In its 2018 economic outlook, the African Development Bank (AfDB) says the continent’s infrastructure requirements run to $130–170 billion a year, far higher than earlier estimates of $93 billion.
President Cyril Ramaphosa recently announced a R400bn infrastructure fund for South Africa’s creaking infrastructure and with the Africa Infrastructure Summit 2018 having just ended, it’s appropriate to explore some of the opportunities for grants and incentives for infrastructure finance.
The Department of Trade and Industry provides two incentives that address some of the challenges to infrastructure finance;
- Critical Infrastructure Program (CIP)
- The CIP covers bulk infrastructure such as bulk water supply, electrical infrastructure, access roads, industrial infrastructure etc
- Providing up to R50mil in cost sharing incentive for infrastructure projects in South Africa
- Most infrastructure projects run into hundreds of millions of rand.

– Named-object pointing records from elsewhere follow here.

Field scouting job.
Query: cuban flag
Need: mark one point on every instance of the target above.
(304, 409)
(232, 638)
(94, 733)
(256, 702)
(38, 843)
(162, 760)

The R50mil incentive can go a long way to subsidizing equity contributions that lenders may require to finance the project
- As at October 2018, a level eight contribution to BBBEE is necessary – this is subject to change.

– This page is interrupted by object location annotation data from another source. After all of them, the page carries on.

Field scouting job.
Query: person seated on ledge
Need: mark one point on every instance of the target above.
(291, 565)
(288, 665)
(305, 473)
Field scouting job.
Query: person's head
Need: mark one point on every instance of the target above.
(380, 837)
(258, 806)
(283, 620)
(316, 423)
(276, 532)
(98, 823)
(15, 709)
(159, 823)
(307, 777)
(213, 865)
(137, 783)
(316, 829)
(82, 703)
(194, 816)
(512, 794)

- Capital Projects Feasibility Project (CPFP)
- The CPFP co-funds up to 55% and R8mil toward bankable feasible studies promoting the exporting of goods and services at feasibility and implementation stage of at least 70% of the project cost
- This provides construction and engineering firms with the potential to contribute to the feasibility of infrastructure projects on the continent
- A prefeasibility is required on application which includes foreign government approvals, indicative letters of intent and interest from financiers for both the matched component of the feasibility and the implementation of the project.
Financing the infrastructure gap in Africa is going to take public and private collaboration, time and dedication.
For infrastructure projects, there’s immense opportunity – Use it, Don’t Use it.